What is urogynaecology? We explore common urogynaecology problems women face and potential treatment options for each of these disorders.
Urogynaecology focuses on pelvic floor disorders.
Pelvic floor function, anatomy, and function are all affected by the pelvic floor in women. The pelvic floor supports organs such as uterus, bladder, rectum, and vagina.
Most women are at risk for developing pelvic floor problems at various stages of their lives when their pelvic floor is weakened and damaged by pregnancy, childbirth, ageing, and menopause. The health effects of pelvic floor disorders if left untreated can be quite significant.
It is important to note that many women can suffer from different types of pelvic floor disorders at different stages of their lives, or more than 1 type of pelvic floor disorders at any 1 time. A urogynecologist is a more qualified specialist who has specific expertise in diagnosis, investigation, and treatment of women's pelvic floor disorders than a general gynecologist.
Common pelvic floor disorders include:
It refers to a drooping of the uterus, the bladder, or the rectum into and beyond the vaginal opening. The condition affects one in three women who have had children. It is more common in older women. One in 10 women will require surgery in their lifetimes.

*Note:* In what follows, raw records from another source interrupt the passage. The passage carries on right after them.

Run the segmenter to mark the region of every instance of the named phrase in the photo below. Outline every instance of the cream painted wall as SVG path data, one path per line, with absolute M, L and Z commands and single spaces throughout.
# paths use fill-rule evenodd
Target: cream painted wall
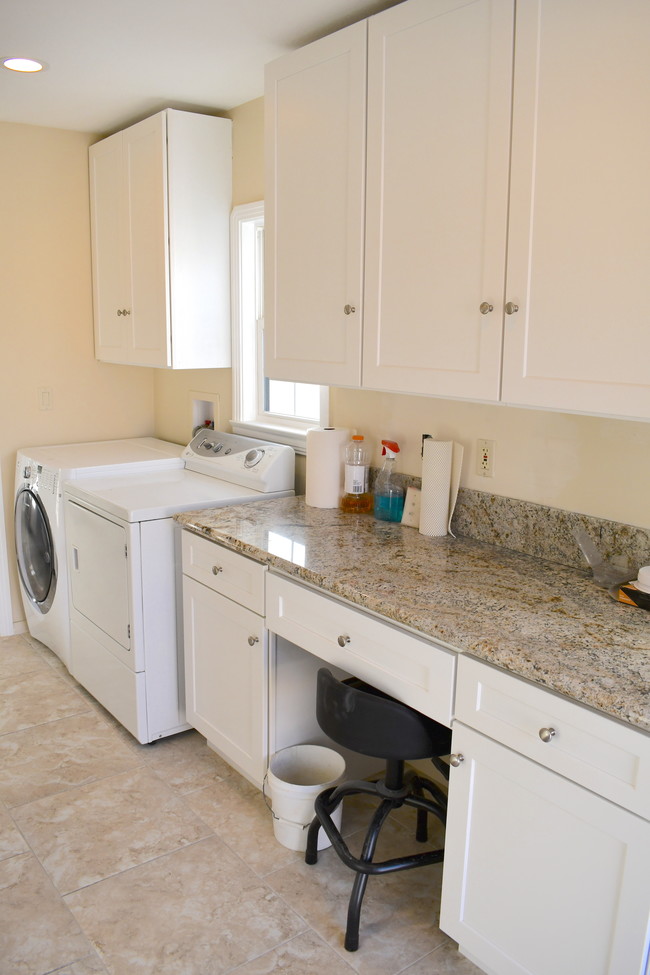
M 233 121 L 233 206 L 264 198 L 264 99 L 225 113 Z M 193 402 L 207 394 L 217 403 L 217 428 L 232 417 L 230 369 L 155 370 L 156 436 L 187 443 L 194 425 Z
M 15 621 L 24 619 L 13 557 L 17 448 L 154 432 L 152 370 L 94 357 L 93 141 L 79 132 L 0 123 L 0 461 Z M 40 387 L 52 390 L 51 410 L 39 409 Z
M 263 99 L 240 106 L 231 118 L 234 201 L 250 203 L 263 198 Z M 220 422 L 227 424 L 224 373 L 156 376 L 159 436 L 179 439 L 178 418 L 188 415 L 198 382 L 219 394 Z M 650 423 L 347 389 L 333 389 L 330 406 L 331 423 L 355 427 L 375 444 L 375 464 L 379 441 L 390 437 L 402 445 L 399 470 L 419 475 L 421 435 L 454 438 L 465 447 L 465 487 L 650 528 Z M 475 474 L 479 437 L 496 441 L 493 478 Z M 301 458 L 298 471 L 300 490 Z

It is primarily caused by weakened pelvic floor muscles caused by damage sustained during pregnancy and childbirth, as well as by aging and menopause. Chronic strain on pelvic floor muscles can also cause POP, as can obesity, coughing, constipation, and jobs that require heavy lifting or long hours. POP is characterized by feeling a lump in the vagina, or a heavy dragging sensation, bleeding after menopause, urinary issues, constipation, or painful sex.
POP can be treated non-surgically or surgically. You can perform Kegel exercises to strengthen weak pelvic floor muscles, make lifestyle changes, and use vaginal pessaries (which are soft, removable devices that are inserted into your vagina to support your prolapsed organs) as non-surgical alternatives. An urogynaecologist will perform surgery for pelvic organ prolapse based on the severity of the condition, your age, general health, medical conditions, surgical history and sexual activity.
Under various circumstances, one leaks urine involuntarily. The urge to go to the toilet may arise when you are physically exerting yourself e.g. laughing, coughing, sneezing, running, jumping, or when you feel the urge but are unable to make it there in time. The problem can occur at any age, including in young women, during pregnancy and after childbirth, all the way up to women going through menopause.
Incontinence is caused by weakened pelvic floor muscles (damage sustained during pregnancy and childbirth, weakening from aging and menopause, obesity), weakened bladder muscles (from aging and nerve damage), and medications. Coffee, certain illnesses, and smoking make urinary incontinence worse.
Often, treating urinary incontinence involves conservative lifestyle changes such as managing weight, eating a healthy diet, adjusting fluid intake, cutting back on caffeine, doing bladder exercises, taking scheduled bathroom breaks, avoiding constipation, and Kegel exercises. Your urogynecologist may recommend surgery in certain cases.
It happens when you feel the urge to urinate and need to visit the toilet frequently. This occurs at night while you are sleeping, and is known as nocturia. You may find that your life revolves around the toilet as this can be disruptive to your work and social life.
OAB is caused by the bladder muscles trying to empty urine that isn't there. An infection of the urinary tract (UTI) can often cause this. Alternatively, it may result from nerve damage caused by old age, diabetes, stroke, dementia, etc. Medications and caffeine may also contribute.
Changing one's lifestyle is the first-line treatment for OAB, like treating urinary incontinence. It is usually necessary to prescribe medications for OAB in addition to the lifestyle changes mentioned above. By relaxing your bladder muscles, you can increase the time between passing urine. Additionally, Botox injections into the bladder (which are done under general or local anesthesia) and nerve stimulation are 2nd line invasive options. They are only given to women who have not improved after trying all other measures, and usually need to be repeated six months later.